Business
UAE sets fines for e-invoicing failures ahead of 2026 rollout
The UAE Ministry of Finance has published Cabinet Decision No. 106 of 2025, formally setting out administrative penalties for businesses that fail to comply with the country’s upcoming mandatory Electronic Invoicing System.
The decision, released on November 24, outlines detailed fines for non-implementation and operational lapses, signalling that authorities intend to take enforcement seriously once the system goes live.
Entities that are not yet fully compliant are likely to receive warnings and guidance rather than immediate fines in an effort to give organisations time to resolve technical issues ahead of strict enforcement.
However, the Ministry has confirmed that the penalties are legally binding and will ultimately be applied.
Penalties announced for e‑invoicing failures
The new framework sets monthly fines of AED5,000 for failing to implement the E-Invoicing System or failing to appoint an Accredited Service Provider by the required deadline. Failure to issue and transmit an electronic invoice or credit note carries a penalty of AED100 per document, capped at AED5,000 per month.

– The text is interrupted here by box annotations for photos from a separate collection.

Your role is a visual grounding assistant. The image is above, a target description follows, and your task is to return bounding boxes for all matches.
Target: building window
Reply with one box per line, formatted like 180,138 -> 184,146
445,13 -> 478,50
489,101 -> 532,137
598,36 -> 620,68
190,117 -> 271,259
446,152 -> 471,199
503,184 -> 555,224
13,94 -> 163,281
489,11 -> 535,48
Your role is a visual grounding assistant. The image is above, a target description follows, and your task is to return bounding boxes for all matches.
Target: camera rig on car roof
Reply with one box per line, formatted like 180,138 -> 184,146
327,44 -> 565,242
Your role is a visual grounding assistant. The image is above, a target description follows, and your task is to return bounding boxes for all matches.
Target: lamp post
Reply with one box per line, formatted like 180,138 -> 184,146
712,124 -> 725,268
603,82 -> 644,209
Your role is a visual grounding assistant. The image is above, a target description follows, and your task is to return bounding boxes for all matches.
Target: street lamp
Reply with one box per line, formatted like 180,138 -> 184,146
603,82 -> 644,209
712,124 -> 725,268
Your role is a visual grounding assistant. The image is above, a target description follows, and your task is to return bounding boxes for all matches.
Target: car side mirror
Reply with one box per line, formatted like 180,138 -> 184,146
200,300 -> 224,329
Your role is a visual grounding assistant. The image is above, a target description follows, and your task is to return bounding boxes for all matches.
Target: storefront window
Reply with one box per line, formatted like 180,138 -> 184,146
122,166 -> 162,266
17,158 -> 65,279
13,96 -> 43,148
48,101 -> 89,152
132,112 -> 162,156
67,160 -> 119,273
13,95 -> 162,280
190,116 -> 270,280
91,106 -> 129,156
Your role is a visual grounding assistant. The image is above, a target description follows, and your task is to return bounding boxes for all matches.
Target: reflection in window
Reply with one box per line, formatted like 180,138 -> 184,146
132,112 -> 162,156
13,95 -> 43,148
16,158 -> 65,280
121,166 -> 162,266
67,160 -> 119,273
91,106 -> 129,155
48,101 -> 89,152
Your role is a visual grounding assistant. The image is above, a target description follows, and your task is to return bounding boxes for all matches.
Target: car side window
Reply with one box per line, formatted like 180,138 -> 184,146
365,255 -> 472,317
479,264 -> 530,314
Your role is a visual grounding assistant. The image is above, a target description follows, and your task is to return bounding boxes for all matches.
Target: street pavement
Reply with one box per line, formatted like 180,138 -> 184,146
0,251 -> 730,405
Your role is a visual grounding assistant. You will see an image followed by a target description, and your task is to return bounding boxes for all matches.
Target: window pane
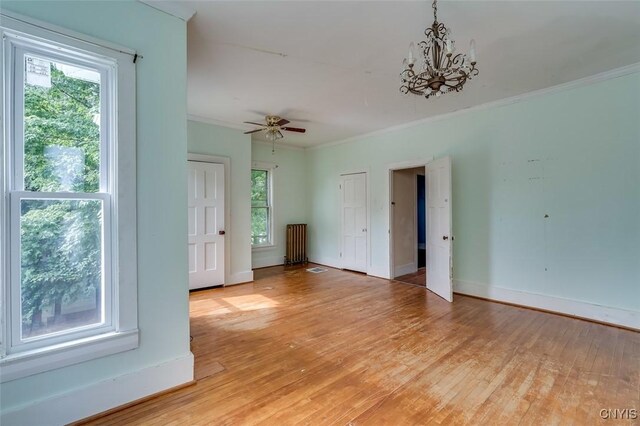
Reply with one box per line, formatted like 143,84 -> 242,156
20,200 -> 103,339
251,170 -> 269,207
24,55 -> 100,192
251,207 -> 269,245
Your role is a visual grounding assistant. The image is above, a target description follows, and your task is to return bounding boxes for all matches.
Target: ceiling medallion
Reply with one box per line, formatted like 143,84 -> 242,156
400,0 -> 478,99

Additional fines of AED1,000 per day apply for failing to notify either the Ministry or the appointed service provider of system failures or changes to registered data.
The Ministry’s announcement follows two earlier decisions that clarified the scope and timeline for the UAE’s Electronic Invoicing System. Those decisions confirmed that electronic invoicing will apply to most business-to-business and business-to-government transactions.

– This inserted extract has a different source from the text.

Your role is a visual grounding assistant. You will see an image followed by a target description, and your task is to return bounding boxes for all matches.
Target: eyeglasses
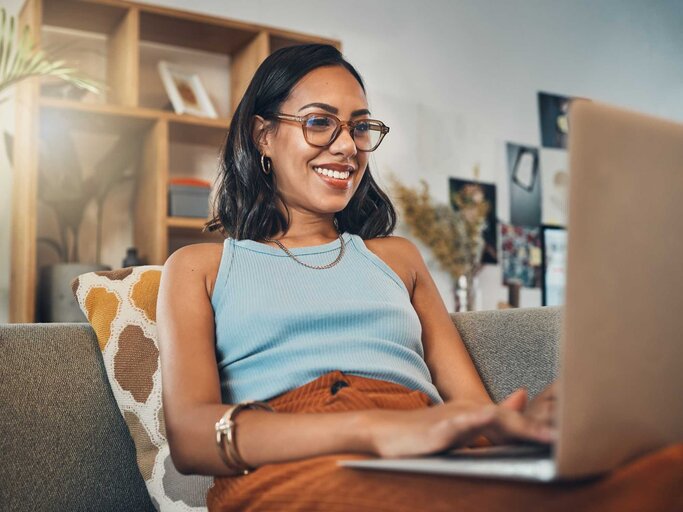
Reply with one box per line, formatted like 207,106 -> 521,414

All in-scope entities must appoint an Accredited Service Provider and issue all invoices and credit notes through the system, using the international OpenPeppol standard for digital document exchange.

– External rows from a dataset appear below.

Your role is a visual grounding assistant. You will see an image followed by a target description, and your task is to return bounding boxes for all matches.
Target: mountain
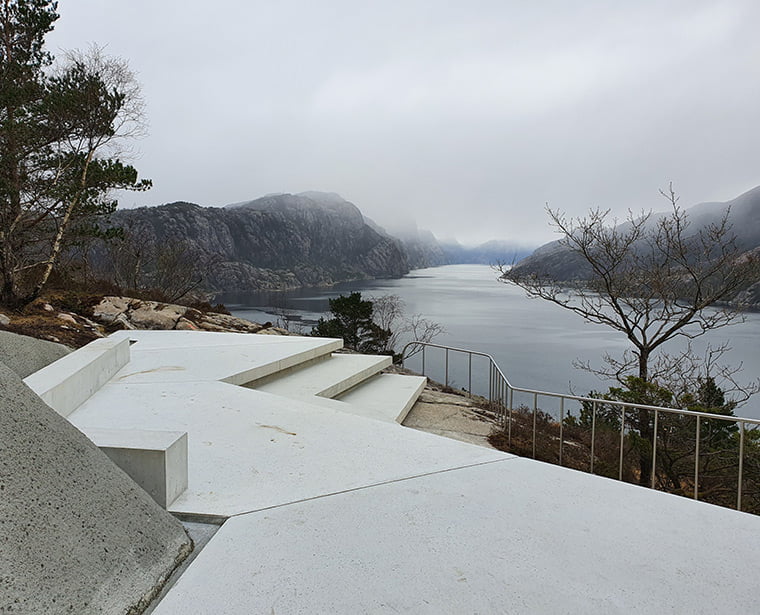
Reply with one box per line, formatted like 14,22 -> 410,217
441,239 -> 531,265
107,192 -> 409,291
514,186 -> 760,307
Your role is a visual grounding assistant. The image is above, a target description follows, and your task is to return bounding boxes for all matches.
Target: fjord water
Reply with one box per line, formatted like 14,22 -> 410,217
217,265 -> 760,418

The rollout will begin with a pilot phase on 1 July 2026. Businesses with annual revenue of AED50 million or more must adopt the system by 1 January 2027, while companies below that threshold must comply by 1 July 2027. Government entities must implement the system by 1 October 2027.
The Ministry said the measures reflect the UAE’s commitment to transparency, digitalisation and international best practice, while giving businesses adequate time to migrate.
The penalty table follows earlier announcements first released in September, which outlined the overall e-invoicing framework and phased national rollout.